The truth, the whole truth and nothing but the truth
The truth
[Truth is the property of being in accord with fact or reality. In everyday language, truth is typically ascribed to things that aim to represent reality or otherwise correspond to it, such as beliefs, propositions, and declarative sentences | Wikipedia (link)]
ChatGPT (link) is the talk of the town. Some people are in total awe of its capabilities and possibilities, others are wondering what the impact will be on creativity/art¹ or the way it will impact our education systems.
This blog is about something else, the truth.
Artificial Intelligence (AI) answers questions by applying models. These models are trained by feeding them with data. Now that is where I believe things get tricky. I know AI has come a long way in recent years and that the data sets that are used to train the models are huge. Flagrant fails like predicting the next miss universe based on data biased towards white contestants (link) is less likely to happen today, but how can we be sure the models are not biased but based on generally accepted facts or reality (i.e. the truth)?
The truth and what ChatGPT makes of it
The creators of ChatGPT describe its limitations (link). But these disclaimers are probably not read by the vast majority of ChatGPT users (just like most people blindly accept Terms & Conditions). Most users of ChatGPT will use the answers that are generated by ChatGPT as-is and believe these answers are the truth.
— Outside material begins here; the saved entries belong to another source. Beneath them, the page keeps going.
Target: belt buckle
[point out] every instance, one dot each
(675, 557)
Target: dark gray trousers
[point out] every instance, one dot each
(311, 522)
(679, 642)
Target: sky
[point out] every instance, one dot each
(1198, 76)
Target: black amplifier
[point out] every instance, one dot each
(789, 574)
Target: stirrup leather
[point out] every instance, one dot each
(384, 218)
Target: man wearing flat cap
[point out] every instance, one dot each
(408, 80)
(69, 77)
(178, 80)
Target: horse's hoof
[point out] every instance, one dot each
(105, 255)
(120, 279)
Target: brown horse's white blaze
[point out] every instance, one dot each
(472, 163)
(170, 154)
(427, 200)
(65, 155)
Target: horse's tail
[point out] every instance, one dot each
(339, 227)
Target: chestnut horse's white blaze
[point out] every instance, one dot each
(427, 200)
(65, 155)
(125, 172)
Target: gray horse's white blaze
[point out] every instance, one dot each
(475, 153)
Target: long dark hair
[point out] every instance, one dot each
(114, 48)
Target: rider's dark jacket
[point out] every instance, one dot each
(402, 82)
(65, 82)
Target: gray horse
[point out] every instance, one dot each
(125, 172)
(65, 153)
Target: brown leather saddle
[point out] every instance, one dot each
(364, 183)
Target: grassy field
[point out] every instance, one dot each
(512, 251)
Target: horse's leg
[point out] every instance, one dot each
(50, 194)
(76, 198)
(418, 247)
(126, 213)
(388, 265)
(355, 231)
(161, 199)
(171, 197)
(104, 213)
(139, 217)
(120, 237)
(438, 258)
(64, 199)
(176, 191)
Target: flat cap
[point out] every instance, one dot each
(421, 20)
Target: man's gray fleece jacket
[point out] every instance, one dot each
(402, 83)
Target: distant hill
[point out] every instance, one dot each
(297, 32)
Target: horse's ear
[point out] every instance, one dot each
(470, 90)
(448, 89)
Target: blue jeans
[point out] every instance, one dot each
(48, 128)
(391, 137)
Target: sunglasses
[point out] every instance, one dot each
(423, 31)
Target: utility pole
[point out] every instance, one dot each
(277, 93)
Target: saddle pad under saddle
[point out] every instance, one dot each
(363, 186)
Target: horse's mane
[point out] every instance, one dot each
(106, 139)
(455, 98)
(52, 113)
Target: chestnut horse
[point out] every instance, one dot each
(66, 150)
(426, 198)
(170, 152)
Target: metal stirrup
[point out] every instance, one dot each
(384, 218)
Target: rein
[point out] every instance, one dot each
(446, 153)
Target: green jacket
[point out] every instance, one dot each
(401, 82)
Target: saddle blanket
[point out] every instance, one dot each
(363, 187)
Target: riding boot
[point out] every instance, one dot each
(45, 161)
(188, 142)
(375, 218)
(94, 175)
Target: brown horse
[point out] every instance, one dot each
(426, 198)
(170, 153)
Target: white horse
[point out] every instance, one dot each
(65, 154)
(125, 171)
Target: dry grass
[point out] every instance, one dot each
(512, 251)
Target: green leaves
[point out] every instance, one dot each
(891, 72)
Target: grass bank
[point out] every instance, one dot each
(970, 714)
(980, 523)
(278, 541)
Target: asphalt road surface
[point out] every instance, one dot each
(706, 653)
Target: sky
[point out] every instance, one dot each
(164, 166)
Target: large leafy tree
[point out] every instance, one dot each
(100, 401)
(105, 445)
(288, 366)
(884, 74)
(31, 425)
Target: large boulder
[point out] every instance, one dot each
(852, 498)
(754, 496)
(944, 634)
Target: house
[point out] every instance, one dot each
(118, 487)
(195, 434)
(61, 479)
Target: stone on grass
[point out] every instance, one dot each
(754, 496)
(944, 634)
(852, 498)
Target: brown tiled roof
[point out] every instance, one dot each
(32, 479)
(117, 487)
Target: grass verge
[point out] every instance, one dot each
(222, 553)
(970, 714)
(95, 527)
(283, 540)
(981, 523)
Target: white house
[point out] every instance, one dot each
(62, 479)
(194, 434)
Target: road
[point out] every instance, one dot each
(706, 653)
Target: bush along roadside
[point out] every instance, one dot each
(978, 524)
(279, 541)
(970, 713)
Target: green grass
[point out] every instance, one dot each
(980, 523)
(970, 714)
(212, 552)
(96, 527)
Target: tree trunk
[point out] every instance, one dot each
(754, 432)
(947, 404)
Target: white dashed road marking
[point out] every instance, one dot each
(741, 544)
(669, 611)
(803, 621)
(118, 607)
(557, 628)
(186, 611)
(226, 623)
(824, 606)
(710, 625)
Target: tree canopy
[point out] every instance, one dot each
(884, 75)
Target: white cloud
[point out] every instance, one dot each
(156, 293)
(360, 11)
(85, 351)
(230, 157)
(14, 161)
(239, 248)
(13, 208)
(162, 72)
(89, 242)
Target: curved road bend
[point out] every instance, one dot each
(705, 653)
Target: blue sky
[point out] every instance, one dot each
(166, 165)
Some possible issues arise:
- The data used to train the model was collected in 2021. This means that everything that happened in 2022 and later is not in the current model. Major events like the war in Ukraine are not part of the current ChatGPT model.
- The model was trained using data obtained from books, web texts, Wikipedia, articles and other pieces of writing on the internet (link). I work for a software company and if I ask ChatGPT how my company’s product compares to that of a competitor, I get an answer that comes pretty close to our marketing material. Would that mean that the more marketing budget I have, the more favourable the ChatGPT answer would be? Would that give propaganda a louder voice?
- Fake news and disinformation, there is a lot of it on the internet. ChatGPT has employed human AI trainers to validate the model. Can we be sure they have filtered out fake news and disinformation? When I write this blog, ChatGPT is temporarily not available, but I am curious to understand what is says about what happened in Armenia between 1895 and 1923. As a user of ChatGPT you can provide feedback on the answers given by ChatGPT. Would a large group of people providing feedback be able to change the answer to what happened in Armenia (i.e. genocide or no genocide)?
- Based on the current model, people (and bots?) will create more and more content and publish that to the internet. The next time ChatGPT is trained, some of that content may end up in the model, reinforcing the slightly biased knowledge over and over again(?), eventually diluting the truth.
Lost civilizations & Recency bias
Throughout the course of history, great civilizations have been built and disappeared. Sometimes it took centuries to reinvent what these ancient civilizations had already discovered.
Will tools like ChatGPT suffer from recency bias (link)? Will they give greater importance to the most recent events and, by doing so, cause our civilization to loose more ancient knowledge. Will future generations have to reinvent things we know today, just because ChatGPT has made us forget them?
Human Civilization Body of Knowledge
Humanity creates and uses incredible amounts of data. It has been estimated that 94 zetabytes of data was consumed in 2022, growing to 118 zetabytes in 2023 (link).
It will be impossible to verify all of it. If we rely more and more on AI to make sense of all this data, how do we filter out fake news and how do we avoid recency bias?
Maybe we should reset the ChatGPT model; start from scratch, only using material that is generally accepted to be accurate/truthful. Not easy, as truth is in the eye of the beholder. Essential nonetheless.
Then, after the reset, only add data that is is generally accepted to be accurate/truthful. Maybe we need a Blockchain of Truth. Maybe we need “Civilization Body of Knowledge duty”; require qualified citizens to occasionally be part of a committee that maintains our Civilization Body of Knowledge.
¹ The image for this article was generated by DALL . E 2 using the phrase “robots swearing the truth the whole truth and nothing but the truth”.